Royal Theatre Corporation v. United States

66 F. Supp. 301, 35 A.F.T.R. (P-H) 136, 1946 U.S. Dist. LEXIS 2522
CourtDistrict Court, D. Kansas
DecidedMay 2, 1946
Docket4915, 4916
StatusPublished
Cited by3 cases

This text of 66 F. Supp. 301 (Royal Theatre Corporation v. United States) is published on Counsel Stack Legal Research, covering District Court, D. Kansas primary law. Counsel Stack provides free access to over 12 million legal documents including statutes, case law, regulations, and constitutions.

Bluebook
Royal Theatre Corporation v. United States, 66 F. Supp. 301, 35 A.F.T.R. (P-H) 136, 1946 U.S. Dist. LEXIS 2522 (D. Kan. 1946).

Opinion

HELVERING, District Judge.

These are consolidated actions for refund of social security taxes and interest thereon paid for the years 1937 through 1940, together with interest from the dates of payment.

For a number of years prior to 1932, W. D. Fite and his brother, as partners, had operated the Kansas Theatre in Kansas City, Kansas. W. D. Fite, as an individual, operated the Royal Theatre in Salina, Kansas. In January of 1932 the two brothers organized, in Delaware, the Fite Brothers Theatre 'Company, a corporation and one of the taxpayer plaintiffs, and W. D. Fite and his brother transferred their interests in the Kansas Theatre to the corporation. In May of 1932, W. D. Fite transferred the Royal Theatre to the corporation in return for stock. He later became the sole stockholder, except for qualifying shares, of this corporation and was its president and treasurer. In December of 1936, W. D. Fite organized the Royal Threatre Corporation, the other taxpayer plaintiff, in Kansas. On January 1, 1937, the Fite Brothers Theatre Company transferred the Royal Theatre in Salina to the Royal Theatre Corporation in exchange for all of its stock which on the same day was sold to W. D. Fite for $1,400. The assets of this corporation, following the transfer to it of the Royal Theatre, were about $12,000. By this means W. D. Fite became the owner of all the stock of the two corporations, except qualifying shares, and was president of both companies, the business of which was limited to the operation of the two theatres.

At the time of his acquisition of the stock of the Royal Theatre Corporation, January 1, 1937, W. D. Fite entered into separate “booking, buying and management” contracts with each of the corporations whereby each corporation purportedly employed him to buy and book motion picture film on its behalf and to generally manage the theatre operations, determining all matters of policy and questions of remodeling, repair, alteration, etc., of the physical properties, and devoting only so much of his time and attention to such management' and booking as in his judgment seemed necessary.

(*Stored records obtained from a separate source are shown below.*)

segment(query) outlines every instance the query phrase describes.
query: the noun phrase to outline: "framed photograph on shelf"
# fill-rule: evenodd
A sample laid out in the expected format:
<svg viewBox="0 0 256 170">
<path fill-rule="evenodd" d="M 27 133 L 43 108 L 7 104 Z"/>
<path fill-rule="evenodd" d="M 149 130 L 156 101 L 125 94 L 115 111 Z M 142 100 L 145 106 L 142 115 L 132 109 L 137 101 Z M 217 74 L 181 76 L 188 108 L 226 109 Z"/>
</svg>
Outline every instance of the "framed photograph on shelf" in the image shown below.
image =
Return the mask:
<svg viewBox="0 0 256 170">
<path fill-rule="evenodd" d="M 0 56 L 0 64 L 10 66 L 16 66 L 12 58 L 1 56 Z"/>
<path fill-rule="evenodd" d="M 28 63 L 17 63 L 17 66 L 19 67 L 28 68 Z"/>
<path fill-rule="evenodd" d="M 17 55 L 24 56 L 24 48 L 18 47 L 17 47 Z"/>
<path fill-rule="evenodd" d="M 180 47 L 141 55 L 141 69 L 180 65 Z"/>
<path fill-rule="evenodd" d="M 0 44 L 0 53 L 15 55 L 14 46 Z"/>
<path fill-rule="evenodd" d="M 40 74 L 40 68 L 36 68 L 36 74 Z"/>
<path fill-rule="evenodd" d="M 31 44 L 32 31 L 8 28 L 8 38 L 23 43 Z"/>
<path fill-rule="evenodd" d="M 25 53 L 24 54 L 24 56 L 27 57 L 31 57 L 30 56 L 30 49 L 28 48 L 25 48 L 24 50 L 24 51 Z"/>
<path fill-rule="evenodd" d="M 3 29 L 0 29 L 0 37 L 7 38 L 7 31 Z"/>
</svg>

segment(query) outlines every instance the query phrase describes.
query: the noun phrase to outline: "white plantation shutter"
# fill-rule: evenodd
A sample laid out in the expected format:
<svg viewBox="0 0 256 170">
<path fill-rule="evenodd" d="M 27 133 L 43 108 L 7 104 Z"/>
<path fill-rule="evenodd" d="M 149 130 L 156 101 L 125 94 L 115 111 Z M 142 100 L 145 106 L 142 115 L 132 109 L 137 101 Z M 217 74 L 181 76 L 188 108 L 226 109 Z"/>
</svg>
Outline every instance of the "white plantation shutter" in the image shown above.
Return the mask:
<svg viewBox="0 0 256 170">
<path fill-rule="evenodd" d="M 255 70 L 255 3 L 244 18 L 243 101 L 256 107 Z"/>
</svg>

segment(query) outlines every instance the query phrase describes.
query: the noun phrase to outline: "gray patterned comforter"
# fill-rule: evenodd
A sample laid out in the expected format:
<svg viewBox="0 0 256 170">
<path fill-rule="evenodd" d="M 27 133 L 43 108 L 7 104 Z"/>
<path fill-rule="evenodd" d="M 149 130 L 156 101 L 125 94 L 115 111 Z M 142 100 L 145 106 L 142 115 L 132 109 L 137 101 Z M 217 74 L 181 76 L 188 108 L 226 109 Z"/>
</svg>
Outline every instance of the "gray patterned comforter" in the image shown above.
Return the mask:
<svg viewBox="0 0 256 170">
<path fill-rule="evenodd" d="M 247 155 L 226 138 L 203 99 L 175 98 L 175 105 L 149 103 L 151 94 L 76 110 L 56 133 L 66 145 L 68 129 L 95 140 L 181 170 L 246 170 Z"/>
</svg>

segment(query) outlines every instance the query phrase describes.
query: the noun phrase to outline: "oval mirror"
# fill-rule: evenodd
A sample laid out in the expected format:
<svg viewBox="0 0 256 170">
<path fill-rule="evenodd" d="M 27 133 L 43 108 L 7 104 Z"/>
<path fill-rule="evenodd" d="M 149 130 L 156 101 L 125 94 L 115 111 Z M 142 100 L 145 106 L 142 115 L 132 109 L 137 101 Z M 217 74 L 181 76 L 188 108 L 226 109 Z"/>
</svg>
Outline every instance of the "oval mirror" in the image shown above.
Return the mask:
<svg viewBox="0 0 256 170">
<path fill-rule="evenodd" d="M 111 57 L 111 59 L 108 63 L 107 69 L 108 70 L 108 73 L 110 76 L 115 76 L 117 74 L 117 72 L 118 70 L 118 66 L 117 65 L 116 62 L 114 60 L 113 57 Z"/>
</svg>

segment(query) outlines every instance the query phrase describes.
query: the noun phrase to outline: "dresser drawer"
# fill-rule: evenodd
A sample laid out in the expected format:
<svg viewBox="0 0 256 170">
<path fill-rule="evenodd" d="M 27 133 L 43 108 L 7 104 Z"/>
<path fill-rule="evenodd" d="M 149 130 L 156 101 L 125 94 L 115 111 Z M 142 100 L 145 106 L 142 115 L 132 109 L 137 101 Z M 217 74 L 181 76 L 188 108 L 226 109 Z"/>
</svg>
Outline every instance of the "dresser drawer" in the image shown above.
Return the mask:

Under these contracts Fite was to be reimbursed for all expenses incurred in the management, operation, or maintenance of the theatres, or in the buying and booking of film. The contracts provided that Fite was to be paid fifteen percent of gross receipts as compensation for his services and was not to be personally liable for any costs or expenses; they expressly provided that the corporations should have no control over Fite with respect to his time or activities and that he was not to be an employee of the corporations.

The contracts between Fite and the two taxpayers were identical except for the respective names of the corporations and were extended throughout the years in question with no material change. Subsequent to the filing of claims for refund, both corporations were dissolved and their assets were distributed to W. D. Fite as the beneficial owner of all of the capital stock.

Fite was assisted in the operation and management of the taxpayer’s affairs by C. N. White who was also secretary-treasurer of the two corporations. Federal unemployment taxes for the years 1937 through 1940 were assessed and collected with respect to the compensation of both men and these actions were brought to recover said payments and the interest paid thereon. The taxpayers contend that Fite was an independent contractor and that White was his employee and that the compensation which they received from the corporations for their services was not subject to social security taxes.

An officer of a corporation is an employee of the corporation and the com *304 pensation which he receives for his services as such officer is subject to social ■ security taxes. Nicholas v. Richlow Manufacturing Co., 10 Cir., 126 F.2d 16. It is clear, therefore, that both Fite and White were employees of the plaintiff corporations and recovery in these actions can be sustained only upon the theory that they received no compensation as officers and that the services which they performed for the corporations and for which they were compensated were performed only as independent contractors. The Bureau of Internal Revenue made a determination that the compensation which these two men received from the taxpayers in the years in question constituted remuneration for services which they performed as officers, hence as employees, and assessed the unemployment taxes acccordingly. The plaintiffs have the burden of proving that the services performed by these two men were separate and distinct from their duties and functions as officers or supervisory employees of the corporations. The question, then, is whether the compensation with respect to which the taxes were assessed was paid to these men for services rendered as officers and employees of the corporations or as independent contractor and an employee of the contractor.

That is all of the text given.